Planned downtime is exactly that; it has been agreed with the customer, who is not expecting the service to be available for that timeframe. Therefore we can report planned downtime as the supplier having delivered less than 100% availability, but with the user fully aware in advance that this is going to occur and without breaching the SLA.

Unplanned downtime is defined as any service interruption that has not been agreed with the customer, whether internally or externally caused. Again you focus on the actual incident in the service review, but because the service was unexpectedly unavailable to the users, this is a breach of the SLA and subject to any penalties you may have agreed. Note though that there is no real value in debating how long the service was not there, it is far more important to explore the cause of the incident and the remedial actions required

In terms of the service review, we no longer need to calculate the percentage delivery actually achieved for any given department or group of departments.  The review can instead focus on the incidents that caused a loss of service availability. More importantly, the discussion can rightly focus on the events causing the unplanned downtime and debate any remedial actions required to prevent recurrence. In other words, Problem Management can be triggered at the service review as well as by the more traditional analysis of individual Incidents, and the user is more closely involved in the process.
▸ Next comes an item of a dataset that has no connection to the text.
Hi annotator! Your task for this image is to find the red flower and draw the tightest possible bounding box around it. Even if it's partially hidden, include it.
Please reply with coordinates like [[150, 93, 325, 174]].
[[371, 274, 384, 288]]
More importantly, the same reporting concept can be applied to individual customer departments, to the whole enterprise, or any point in between. An added benefit is that the overarching SLA can be a lot simpler, focussing on the conditions of service delivery rather than spending time defining service windows and penalty regimes.

The end result is a simple to manage, transparent and totally consistent reporting mechanism that aligns to the customer's actual expectation and that has a direct impact on service improvements. Which is why we do it in the first place.